Here’s the thing. When you’ve been on a reality show for this long, and your entire relationship has been dissected by viewers (and by me, let’s be real), you kinda learn to craft a narrative. And “we’re good, we’re coparenting the dogs, a weight has been lifted” sounds like a pretty tidy, PR-friendly narrative for a split that was, let’s be honest, probably anything but tidy in real-time. I mean, this is the couple who fought about everything. From birthday parties to business ventures to whether Kyle should have another Loverboy. You really think it just ended with a polite handshake and a shared dog calendar?

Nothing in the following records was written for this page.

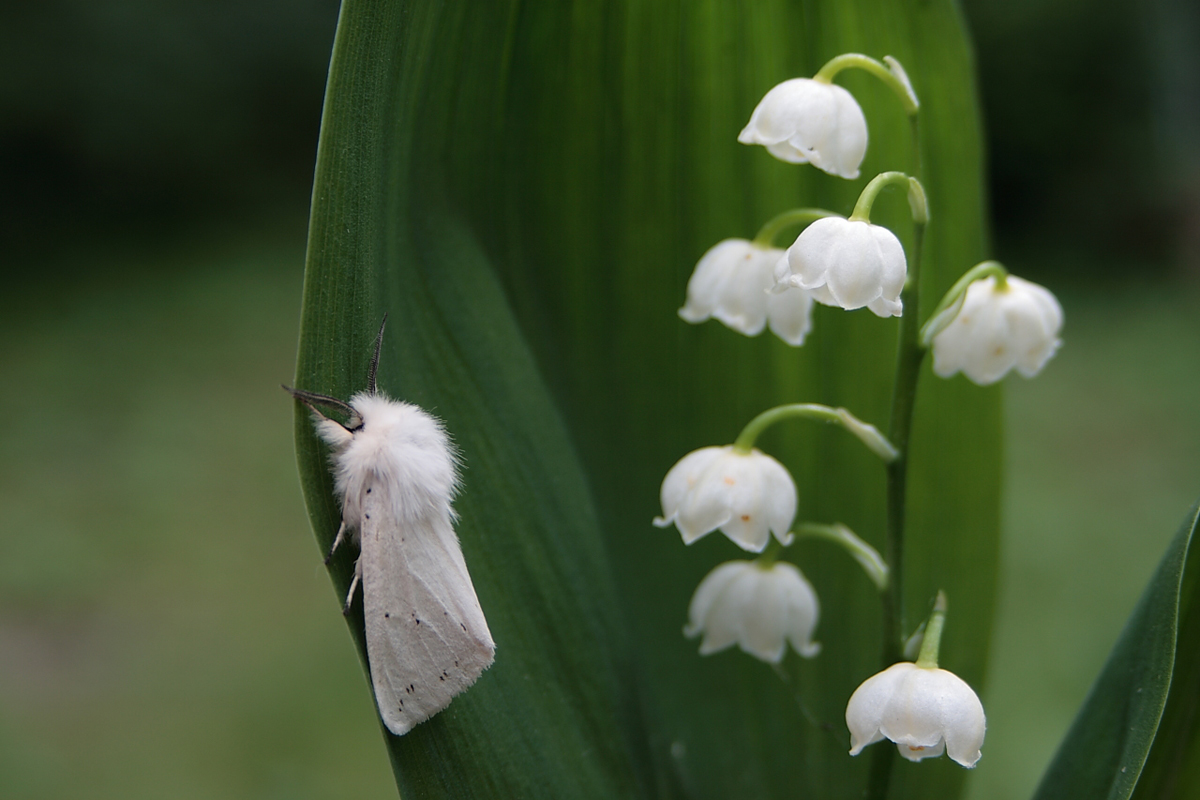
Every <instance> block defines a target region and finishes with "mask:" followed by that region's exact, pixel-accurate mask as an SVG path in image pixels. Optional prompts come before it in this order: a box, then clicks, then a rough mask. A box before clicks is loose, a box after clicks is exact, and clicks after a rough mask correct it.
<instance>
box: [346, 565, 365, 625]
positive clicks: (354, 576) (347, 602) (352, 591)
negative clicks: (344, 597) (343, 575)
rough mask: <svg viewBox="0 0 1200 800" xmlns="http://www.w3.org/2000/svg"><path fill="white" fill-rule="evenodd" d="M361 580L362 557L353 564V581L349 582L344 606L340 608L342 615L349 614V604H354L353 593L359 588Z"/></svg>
mask: <svg viewBox="0 0 1200 800" xmlns="http://www.w3.org/2000/svg"><path fill="white" fill-rule="evenodd" d="M361 579H362V557H359V560H358V561H355V563H354V579H353V581H350V590H349V591H347V593H346V604H344V606H342V615H346V614H349V613H350V603H353V602H354V593H355V591H356V590H358V588H359V581H361Z"/></svg>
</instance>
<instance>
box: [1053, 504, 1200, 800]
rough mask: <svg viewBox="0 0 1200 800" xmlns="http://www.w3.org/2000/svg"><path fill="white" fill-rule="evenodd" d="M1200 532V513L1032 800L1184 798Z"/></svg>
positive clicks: (1068, 731) (1187, 765)
mask: <svg viewBox="0 0 1200 800" xmlns="http://www.w3.org/2000/svg"><path fill="white" fill-rule="evenodd" d="M1198 523H1200V506H1198V507H1195V509H1193V510H1192V512H1190V513H1189V515H1188V518H1187V519H1186V521H1184V522H1183V525H1182V527H1181V528H1180V531H1178V534H1176V536H1175V539H1174V540H1172V541H1171V543H1170V546H1169V547H1168V548H1166V553H1165V554H1164V557H1163V560H1162V561H1160V563H1159V566H1158V570H1157V571H1156V572H1154V576H1153V577H1152V578H1151V581H1150V584H1148V585H1147V587H1146V590H1145V593H1142V596H1141V600H1140V601H1139V602H1138V607H1136V608H1134V610H1133V614H1130V616H1129V621H1128V622H1126V627H1124V630H1123V631H1122V632H1121V638H1120V639H1118V640H1117V643H1116V645H1115V646H1114V648H1112V652H1111V654H1110V655H1109V660H1108V662H1106V663H1105V664H1104V669H1103V670H1102V672H1100V675H1099V678H1097V679H1096V684H1093V685H1092V690H1091V691H1090V692H1088V696H1087V699H1086V700H1084V705H1082V708H1081V709H1080V711H1079V714H1078V716H1076V717H1075V721H1074V722H1073V723H1072V726H1070V729H1069V730H1068V732H1067V735H1066V736H1064V738H1063V741H1062V744H1061V745H1060V746H1058V752H1057V753H1056V754H1055V757H1054V759H1052V760H1051V762H1050V766H1048V768H1046V771H1045V775H1043V777H1042V782H1040V784H1039V786H1038V790H1037V793H1036V794H1034V800H1051V798H1066V796H1078V798H1098V799H1099V798H1103V799H1105V800H1126V799H1127V798H1129V796H1138V798H1169V796H1183V795H1181V794H1178V790H1181V789H1182V788H1183V787H1184V786H1189V784H1188V783H1187V782H1186V781H1183V782H1181V775H1182V774H1183V769H1184V768H1187V766H1188V764H1187V763H1186V760H1184V759H1183V758H1182V757H1184V756H1186V754H1187V751H1188V748H1189V747H1190V746H1192V742H1194V739H1195V729H1196V726H1195V691H1196V690H1195V687H1196V679H1198V676H1200V670H1198V668H1196V654H1198V650H1200V645H1198V639H1196V638H1195V637H1194V636H1193V634H1194V633H1195V632H1196V631H1198V628H1200V603H1198V602H1196V600H1198V590H1200V581H1198V576H1196V571H1198V570H1200V548H1195V547H1192V543H1193V537H1194V534H1195V530H1196V525H1198ZM1176 667H1180V669H1178V670H1177V669H1176ZM1169 696H1170V700H1169ZM1164 708H1165V709H1166V712H1165V714H1164ZM1160 722H1162V723H1163V724H1162V726H1160ZM1190 766H1192V769H1194V765H1190ZM1144 768H1145V770H1146V771H1145V774H1144V772H1142V770H1144ZM1142 777H1144V778H1145V782H1142V781H1140V778H1142ZM1135 787H1136V793H1135V792H1134V789H1135Z"/></svg>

“It’s… easier to get along. But we’re good. We talk all the time. We’re both traveling. So I’m watching the dogs. He’s watching the dogs. We’re coparenting the dogs together. Still call him if I have questions.” – Amanda Batula
My gut tells me that “easier to get along” is the real headline here. Because sometimes, when a relationship has run its course, the best outcome isn’t grand passion or perfect friendship. It’s just… relief. It’s the absence of the daily friction that wears you down. And for a couple like Amanda and Kyle, whose relationship seemed built on a foundation of constant friction (and, okay, genuine affection, too, I’m not a total cynic), that relief must feel monumental.
The Reality TV Cycle Continues
This whole situation just reminds me of how these reality TV relationships go. They start with fireworks, then they descend into the mundane (but televised!) struggles, and then they either break spectacularly or they fizzle out with a polite, slightly awkward interview where everyone claims to be “good.” It’s a cycle we’ve seen a thousand times. And the cast members, bless their hearts, are usually trying to navigate actual human emotions while also keeping their job on TV. Which means, you know, they gotta stay friendly enough to potentially film together again. Or at least not badmouth each other too much. Because that bridge? You might need to cross it again for a spin-off.
What’s interesting here is that they’re both traveling. Separately, I assume. Which is probably exactly what they both needed. Some space. Some time to remember what it’s like to not have to factor another person into every single decision, every single plan. That’s a huge adjustment, especially after living and working together so intimately, and then having that broadcast to millions of people.
What This Actually Means
So, what does this all actually mean for Amanda and Kyle? I think it means they’re figuring it out. Like normal people. Except their “figuring it out” involves talking about it on national radio and probably, eventually, having it play out on another season of Summer House or some other Bravo vehicle. They’ve invested so much in this public persona, this shared brand. It’s not like they can just disappear. And I think, honestly, that they both probably still care about each other, just in a different, less romantic, more… coparenting-of-dogs kind of way.
The “weight lifted” for Kyle? That’s big. And Amanda saying it’s “easier to get along”? That’s probably the most honest thing she could say. Because sometimes, the biggest victory after a long, complicated relationship isn’t a new love or a dramatic comeback. It’s just finding a way to exist peacefully. And if “good” means peace for them, then maybe, just maybe, it really is good. For now. You know how these things go. The door is never really fully closed in reality TV, is it?